You may have heard the term sales funnel before and have been extremely confused by its meaning or how it works.
A sales funnel is what every successful business needs and in today’s article I’m going to walk you through each step.
What is a sales funnel?
A sales funnel is a path someone takes before they become your customer.
Let’s use an Amazon customer as an example.
I search for a product on Google and I’m redirected to Amazon in their search results. I create an account and place an order for the product I was searching for. The order arrives and everything was perfect. I now tell my friends about Amazon and I continually open their emails and buy from them on a regular basis.
Their sales funnel would look something like this:
Regardless of the industry you operate in, you too will have a sales funnel and it will look very similar to the above. Now I’ll break down each step to simplify the process.
1. Traffic source
To become a successful online business you need traffic. Traffic can come from:
- SEO
- Facebook ads
- Twitter organic reach
- Bing Ads
- Forum posting
- Blog posts
- Any online medium
There is no right or wrong method and the channels you use completely depend on your budget, goals and industry. Every sales funnel starts with a new prospect finding your website.
Your website doesn’t magically appear when they turn on their laptop, they must find it.
2. Website
When a prospect lands on your website they have a few actions they can take. They are:
- Leave
- Convert
- Opt-in
Go to any website that is trying to make money and these are your options.
Having an opt-in form is optional but you’d be crazy if you didn’t have one. At this level of your sales funnel is where things get interesting. The prospect has landed on your website and you want them to make action #2 or #3.
If you’ve got their email address you can nurture them via email marketing and send offers, if they convert right away then great, you’ve got yourself a customer.
But what if they do neither?
Do you see the retargeting bubble in the image above?
Not all your website traffic will take action #2 or #3.
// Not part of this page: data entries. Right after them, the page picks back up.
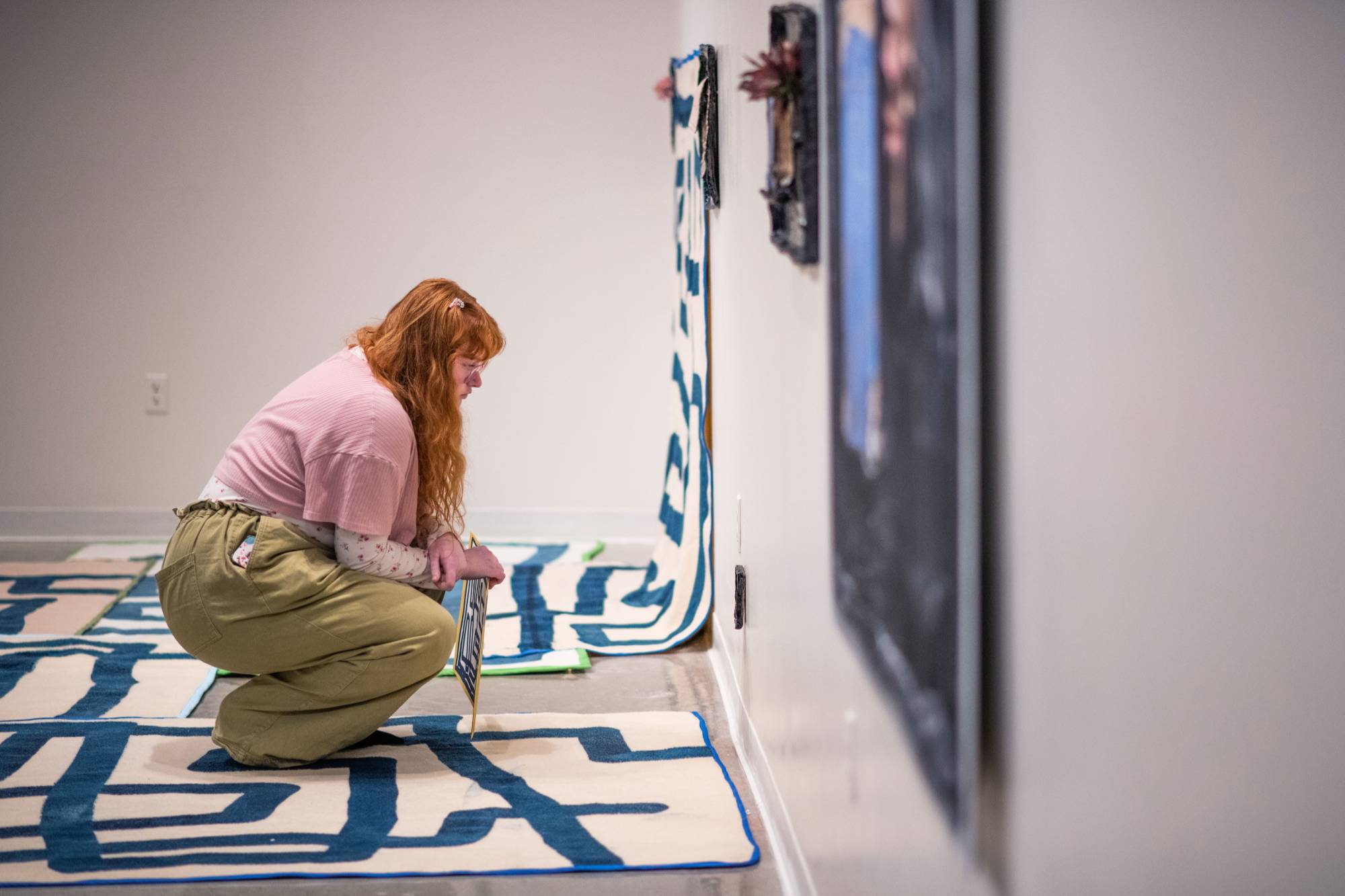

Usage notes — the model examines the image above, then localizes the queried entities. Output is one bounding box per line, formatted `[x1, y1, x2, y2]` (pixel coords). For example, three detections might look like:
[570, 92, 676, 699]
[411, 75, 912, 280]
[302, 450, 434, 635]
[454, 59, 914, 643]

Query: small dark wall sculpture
[738, 4, 818, 265]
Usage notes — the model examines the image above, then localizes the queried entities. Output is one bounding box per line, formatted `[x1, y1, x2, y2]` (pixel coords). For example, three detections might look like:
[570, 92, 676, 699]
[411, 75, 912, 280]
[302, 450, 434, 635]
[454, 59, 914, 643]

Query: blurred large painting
[827, 0, 981, 831]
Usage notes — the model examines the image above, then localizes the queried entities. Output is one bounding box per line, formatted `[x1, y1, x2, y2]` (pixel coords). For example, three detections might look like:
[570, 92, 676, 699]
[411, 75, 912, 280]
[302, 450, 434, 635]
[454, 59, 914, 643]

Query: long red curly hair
[348, 278, 504, 538]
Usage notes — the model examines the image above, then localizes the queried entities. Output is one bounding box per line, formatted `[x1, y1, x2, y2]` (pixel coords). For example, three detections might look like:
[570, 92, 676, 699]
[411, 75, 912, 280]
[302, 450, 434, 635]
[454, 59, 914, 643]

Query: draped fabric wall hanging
[827, 0, 981, 836]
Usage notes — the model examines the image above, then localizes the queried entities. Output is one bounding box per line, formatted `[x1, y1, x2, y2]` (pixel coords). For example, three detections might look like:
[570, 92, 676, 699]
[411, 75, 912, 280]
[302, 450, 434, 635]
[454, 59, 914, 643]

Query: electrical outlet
[145, 374, 168, 414]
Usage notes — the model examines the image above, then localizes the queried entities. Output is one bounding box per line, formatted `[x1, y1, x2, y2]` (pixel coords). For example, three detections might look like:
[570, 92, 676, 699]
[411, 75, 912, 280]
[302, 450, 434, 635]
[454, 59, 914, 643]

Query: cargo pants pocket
[155, 555, 221, 654]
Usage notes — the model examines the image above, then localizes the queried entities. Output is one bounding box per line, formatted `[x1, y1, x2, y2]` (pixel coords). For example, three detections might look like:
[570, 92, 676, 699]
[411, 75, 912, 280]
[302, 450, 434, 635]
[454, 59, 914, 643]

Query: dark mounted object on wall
[826, 0, 993, 844]
[738, 3, 818, 265]
[733, 565, 748, 628]
[667, 43, 720, 208]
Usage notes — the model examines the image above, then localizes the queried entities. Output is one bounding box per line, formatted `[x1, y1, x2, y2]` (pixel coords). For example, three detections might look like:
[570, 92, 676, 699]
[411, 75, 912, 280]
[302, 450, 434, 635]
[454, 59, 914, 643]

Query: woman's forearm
[335, 526, 434, 588]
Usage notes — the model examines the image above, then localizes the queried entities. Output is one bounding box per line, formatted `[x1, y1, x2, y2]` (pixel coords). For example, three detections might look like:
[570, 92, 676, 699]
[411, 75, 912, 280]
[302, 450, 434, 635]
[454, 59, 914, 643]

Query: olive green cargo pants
[155, 501, 457, 768]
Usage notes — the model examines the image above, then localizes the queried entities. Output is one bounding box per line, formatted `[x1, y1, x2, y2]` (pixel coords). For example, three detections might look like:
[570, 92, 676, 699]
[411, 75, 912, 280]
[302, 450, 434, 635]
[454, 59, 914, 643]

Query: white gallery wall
[670, 0, 1345, 896]
[0, 0, 675, 536]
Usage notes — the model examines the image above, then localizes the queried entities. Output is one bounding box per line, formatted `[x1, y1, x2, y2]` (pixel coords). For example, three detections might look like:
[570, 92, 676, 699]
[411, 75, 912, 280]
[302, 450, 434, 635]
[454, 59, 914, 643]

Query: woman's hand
[459, 548, 504, 585]
[429, 533, 467, 591]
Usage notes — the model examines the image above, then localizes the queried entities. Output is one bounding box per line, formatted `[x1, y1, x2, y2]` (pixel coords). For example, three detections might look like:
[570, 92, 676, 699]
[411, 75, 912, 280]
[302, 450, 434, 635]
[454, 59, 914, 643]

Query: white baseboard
[710, 614, 818, 896]
[0, 502, 658, 541]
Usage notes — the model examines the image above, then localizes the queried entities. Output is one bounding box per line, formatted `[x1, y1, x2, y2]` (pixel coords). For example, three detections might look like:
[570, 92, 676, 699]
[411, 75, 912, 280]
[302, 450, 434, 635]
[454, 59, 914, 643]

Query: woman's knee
[405, 600, 457, 680]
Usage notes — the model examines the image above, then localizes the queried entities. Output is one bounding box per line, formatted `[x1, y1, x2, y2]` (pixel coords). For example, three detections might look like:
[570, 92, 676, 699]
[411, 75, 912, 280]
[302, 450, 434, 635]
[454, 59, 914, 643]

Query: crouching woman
[156, 280, 504, 768]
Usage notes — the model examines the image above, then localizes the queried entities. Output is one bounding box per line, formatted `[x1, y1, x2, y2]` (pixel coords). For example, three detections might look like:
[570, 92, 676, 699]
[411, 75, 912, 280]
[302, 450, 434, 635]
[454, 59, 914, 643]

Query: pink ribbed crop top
[214, 348, 420, 545]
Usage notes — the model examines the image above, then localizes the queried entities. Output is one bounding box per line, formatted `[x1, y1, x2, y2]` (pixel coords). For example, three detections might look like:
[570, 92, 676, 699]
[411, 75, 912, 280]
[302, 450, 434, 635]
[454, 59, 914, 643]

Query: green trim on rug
[73, 557, 159, 638]
[438, 647, 593, 678]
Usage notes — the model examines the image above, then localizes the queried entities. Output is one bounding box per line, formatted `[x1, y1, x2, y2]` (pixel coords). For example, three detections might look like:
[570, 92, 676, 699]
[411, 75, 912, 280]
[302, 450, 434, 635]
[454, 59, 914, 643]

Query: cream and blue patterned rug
[0, 560, 145, 635]
[0, 712, 760, 885]
[0, 635, 215, 720]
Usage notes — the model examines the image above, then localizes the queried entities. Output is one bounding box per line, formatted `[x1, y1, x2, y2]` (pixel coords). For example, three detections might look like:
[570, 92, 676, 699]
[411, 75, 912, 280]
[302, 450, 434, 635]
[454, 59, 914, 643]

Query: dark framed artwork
[827, 0, 981, 840]
[761, 3, 818, 265]
[666, 43, 720, 208]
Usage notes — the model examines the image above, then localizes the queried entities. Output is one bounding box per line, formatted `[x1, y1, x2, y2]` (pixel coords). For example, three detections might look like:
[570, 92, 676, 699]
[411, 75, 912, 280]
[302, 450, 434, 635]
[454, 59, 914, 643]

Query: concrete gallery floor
[0, 542, 780, 896]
Most will leave and you’ll have the option to loose them forever, or retarget them. If you’re running paid ads, your conversion rate will increase if you retarget them by serving adverts on other platforms to bring them back.
3. Conversion
In a perfect world every website visitor will convert into a customer.
In reality around 3% of all traffic on average converts. Customers are 7x more likely to reorder again than a new prospect so it’s imperative that you keep them happy and spending money with your business.
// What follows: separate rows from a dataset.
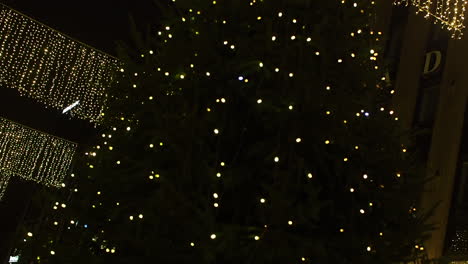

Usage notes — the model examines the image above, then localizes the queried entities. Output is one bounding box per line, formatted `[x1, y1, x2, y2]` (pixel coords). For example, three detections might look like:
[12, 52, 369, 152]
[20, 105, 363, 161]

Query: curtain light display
[0, 4, 118, 122]
[0, 118, 77, 197]
[0, 169, 11, 200]
[394, 0, 467, 38]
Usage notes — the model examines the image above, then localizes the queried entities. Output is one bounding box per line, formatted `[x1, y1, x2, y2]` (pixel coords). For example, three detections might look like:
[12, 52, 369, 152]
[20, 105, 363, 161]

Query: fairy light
[0, 118, 77, 198]
[0, 5, 118, 122]
[393, 0, 467, 39]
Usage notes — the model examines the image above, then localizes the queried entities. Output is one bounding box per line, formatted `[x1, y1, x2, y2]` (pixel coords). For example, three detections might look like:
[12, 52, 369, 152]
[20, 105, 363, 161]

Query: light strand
[0, 118, 77, 197]
[394, 0, 467, 39]
[0, 5, 118, 122]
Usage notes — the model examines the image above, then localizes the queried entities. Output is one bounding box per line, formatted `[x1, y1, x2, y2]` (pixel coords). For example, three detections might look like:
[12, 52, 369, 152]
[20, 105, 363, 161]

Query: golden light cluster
[0, 4, 118, 122]
[394, 0, 467, 38]
[0, 118, 77, 198]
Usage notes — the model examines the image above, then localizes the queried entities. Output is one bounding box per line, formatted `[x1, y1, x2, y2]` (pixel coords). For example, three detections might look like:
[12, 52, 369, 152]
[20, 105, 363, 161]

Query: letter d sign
[423, 50, 442, 75]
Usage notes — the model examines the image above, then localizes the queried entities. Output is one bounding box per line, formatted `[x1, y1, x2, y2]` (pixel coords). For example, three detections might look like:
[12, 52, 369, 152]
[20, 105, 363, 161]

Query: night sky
[0, 0, 158, 55]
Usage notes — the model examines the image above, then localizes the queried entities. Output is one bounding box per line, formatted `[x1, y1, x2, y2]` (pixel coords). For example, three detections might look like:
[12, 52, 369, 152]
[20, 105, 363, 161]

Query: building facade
[380, 1, 468, 264]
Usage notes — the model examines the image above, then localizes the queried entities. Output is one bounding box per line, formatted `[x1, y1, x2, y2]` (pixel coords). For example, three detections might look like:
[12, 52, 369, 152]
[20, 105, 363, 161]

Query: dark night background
[0, 0, 158, 55]
[0, 0, 158, 262]
[0, 0, 158, 143]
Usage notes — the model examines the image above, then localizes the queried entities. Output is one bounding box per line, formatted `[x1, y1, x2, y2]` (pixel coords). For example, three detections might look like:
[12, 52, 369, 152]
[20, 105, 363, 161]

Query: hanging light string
[394, 0, 467, 39]
[0, 117, 77, 199]
[0, 168, 11, 201]
[0, 4, 118, 122]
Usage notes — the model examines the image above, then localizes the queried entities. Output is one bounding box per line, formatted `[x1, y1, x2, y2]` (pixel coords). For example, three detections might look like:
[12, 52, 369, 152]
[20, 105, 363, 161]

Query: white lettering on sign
[423, 50, 442, 75]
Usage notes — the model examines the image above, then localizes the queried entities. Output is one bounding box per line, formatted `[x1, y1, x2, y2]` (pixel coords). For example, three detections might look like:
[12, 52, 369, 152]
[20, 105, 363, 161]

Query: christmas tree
[16, 0, 434, 263]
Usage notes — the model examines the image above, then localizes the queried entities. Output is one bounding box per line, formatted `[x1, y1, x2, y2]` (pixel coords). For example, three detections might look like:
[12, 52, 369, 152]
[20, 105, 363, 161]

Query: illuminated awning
[0, 4, 118, 122]
[0, 117, 77, 198]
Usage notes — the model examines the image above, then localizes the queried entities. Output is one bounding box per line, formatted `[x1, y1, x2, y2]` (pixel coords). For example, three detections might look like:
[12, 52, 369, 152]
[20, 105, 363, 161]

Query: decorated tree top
[16, 0, 434, 263]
Have you ever ordered a laptop online and when you get to checkout they ask if you would like to buy anti-virus software, a carrier case or mouse? This is one example of online businesses trying to up-sell you with products.
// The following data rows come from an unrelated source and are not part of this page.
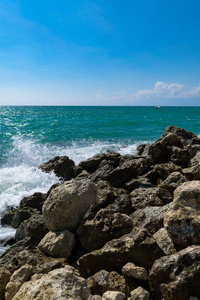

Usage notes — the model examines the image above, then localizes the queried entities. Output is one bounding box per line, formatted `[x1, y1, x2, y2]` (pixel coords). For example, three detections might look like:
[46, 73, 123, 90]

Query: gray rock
[43, 179, 97, 231]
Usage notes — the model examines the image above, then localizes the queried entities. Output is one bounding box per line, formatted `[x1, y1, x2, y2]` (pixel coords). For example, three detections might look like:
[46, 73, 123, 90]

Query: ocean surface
[0, 106, 200, 254]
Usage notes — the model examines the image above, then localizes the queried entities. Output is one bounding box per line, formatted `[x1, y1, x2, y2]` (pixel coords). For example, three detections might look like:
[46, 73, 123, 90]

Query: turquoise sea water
[0, 106, 200, 253]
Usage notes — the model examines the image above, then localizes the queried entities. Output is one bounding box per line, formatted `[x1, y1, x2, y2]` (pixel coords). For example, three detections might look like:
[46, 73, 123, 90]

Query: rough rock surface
[38, 229, 76, 258]
[122, 262, 148, 280]
[77, 209, 133, 251]
[13, 266, 90, 300]
[78, 227, 164, 277]
[87, 270, 127, 296]
[164, 181, 200, 248]
[5, 264, 33, 300]
[42, 179, 97, 231]
[149, 246, 200, 300]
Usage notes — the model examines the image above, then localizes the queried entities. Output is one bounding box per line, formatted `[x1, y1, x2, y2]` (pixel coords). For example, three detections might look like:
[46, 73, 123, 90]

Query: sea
[0, 106, 200, 255]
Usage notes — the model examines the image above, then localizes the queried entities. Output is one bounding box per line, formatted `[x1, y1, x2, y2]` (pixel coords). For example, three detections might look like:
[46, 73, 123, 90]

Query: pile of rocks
[0, 126, 200, 300]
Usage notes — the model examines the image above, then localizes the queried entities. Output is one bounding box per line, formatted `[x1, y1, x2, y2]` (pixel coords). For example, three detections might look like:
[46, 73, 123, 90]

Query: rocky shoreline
[0, 126, 200, 300]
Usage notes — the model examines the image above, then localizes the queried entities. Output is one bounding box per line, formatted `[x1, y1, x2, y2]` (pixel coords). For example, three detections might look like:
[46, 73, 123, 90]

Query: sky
[0, 0, 200, 106]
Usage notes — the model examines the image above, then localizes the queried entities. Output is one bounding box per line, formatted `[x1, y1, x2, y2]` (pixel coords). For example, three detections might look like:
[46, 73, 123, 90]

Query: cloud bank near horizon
[132, 81, 200, 99]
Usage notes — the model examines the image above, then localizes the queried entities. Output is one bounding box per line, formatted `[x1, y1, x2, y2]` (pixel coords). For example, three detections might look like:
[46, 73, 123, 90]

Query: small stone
[128, 286, 150, 300]
[122, 262, 147, 280]
[102, 291, 125, 300]
[38, 229, 75, 258]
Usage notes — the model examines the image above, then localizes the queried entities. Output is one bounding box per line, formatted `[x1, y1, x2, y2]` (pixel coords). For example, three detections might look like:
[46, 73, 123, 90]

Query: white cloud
[132, 81, 200, 99]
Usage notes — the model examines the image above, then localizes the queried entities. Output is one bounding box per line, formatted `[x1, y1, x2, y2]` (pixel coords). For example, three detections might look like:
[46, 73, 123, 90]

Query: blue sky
[0, 0, 200, 105]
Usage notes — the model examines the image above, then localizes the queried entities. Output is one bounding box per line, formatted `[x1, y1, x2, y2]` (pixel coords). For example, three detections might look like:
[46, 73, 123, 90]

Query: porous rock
[5, 264, 33, 300]
[102, 291, 125, 300]
[164, 181, 200, 248]
[0, 267, 11, 299]
[78, 227, 164, 277]
[122, 262, 148, 280]
[128, 286, 150, 300]
[38, 229, 75, 258]
[87, 270, 126, 296]
[13, 266, 90, 300]
[43, 179, 97, 231]
[149, 246, 200, 300]
[130, 204, 170, 234]
[77, 209, 133, 251]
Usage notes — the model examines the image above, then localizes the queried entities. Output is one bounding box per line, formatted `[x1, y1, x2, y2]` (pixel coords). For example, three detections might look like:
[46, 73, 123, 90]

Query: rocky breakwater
[0, 126, 200, 300]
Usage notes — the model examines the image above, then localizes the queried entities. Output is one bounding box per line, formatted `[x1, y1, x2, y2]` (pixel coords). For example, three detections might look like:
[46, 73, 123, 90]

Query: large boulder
[78, 227, 164, 277]
[77, 209, 133, 251]
[42, 179, 97, 231]
[164, 181, 200, 248]
[13, 266, 90, 300]
[39, 156, 75, 180]
[149, 246, 200, 300]
[130, 204, 170, 234]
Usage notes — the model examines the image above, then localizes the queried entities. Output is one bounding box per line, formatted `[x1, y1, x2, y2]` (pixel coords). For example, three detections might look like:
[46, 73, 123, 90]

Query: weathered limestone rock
[78, 227, 164, 277]
[102, 291, 125, 300]
[77, 209, 133, 251]
[43, 179, 97, 231]
[19, 193, 47, 212]
[164, 181, 200, 248]
[11, 207, 40, 228]
[79, 151, 120, 172]
[149, 246, 200, 300]
[13, 266, 90, 300]
[38, 230, 76, 258]
[122, 262, 148, 280]
[0, 267, 11, 299]
[130, 204, 170, 234]
[5, 264, 33, 300]
[1, 208, 16, 226]
[161, 172, 188, 194]
[87, 270, 126, 296]
[128, 286, 150, 300]
[0, 238, 67, 273]
[39, 156, 75, 180]
[27, 214, 48, 238]
[153, 228, 176, 255]
[130, 187, 164, 210]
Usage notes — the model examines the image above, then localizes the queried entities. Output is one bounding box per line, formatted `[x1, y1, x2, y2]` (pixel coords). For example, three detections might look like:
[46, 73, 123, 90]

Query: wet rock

Once a prospect turns into a customer, your want to have more products to sell them. This is why Amazon and other big businesses send you emails everyday about items you may be interested in.
Every customer has a lifetime value (LTV) which is the amount they spend at a business during their relationship . The higher your customer LTV the more revenue you will make. If your business model only has one product for sale, see if there’s other things you can up-sell after they convert to further increase the LTV of your customers.
4. Refer a friend
Once a customer has bought everything they want, you can still leverage them by asking them to refer-a-friend and incentivize them for doing so. If your online business is new and lacks social proof, getting customers to refer their friends will convert at a much greater rate than any paid ad or blog post. Refer-a-friend schemes are perfect because they cost you $0 to promote and bring you highly targeted traffic.
This also makes a business more sustainable long-term.
Summary
To run a successful online business you need a sales funnel. Without one you potentially cap your profits and what your business can achieve. Having one in place also allows you to measure different parts of your business and makes testing and optimisation much easier.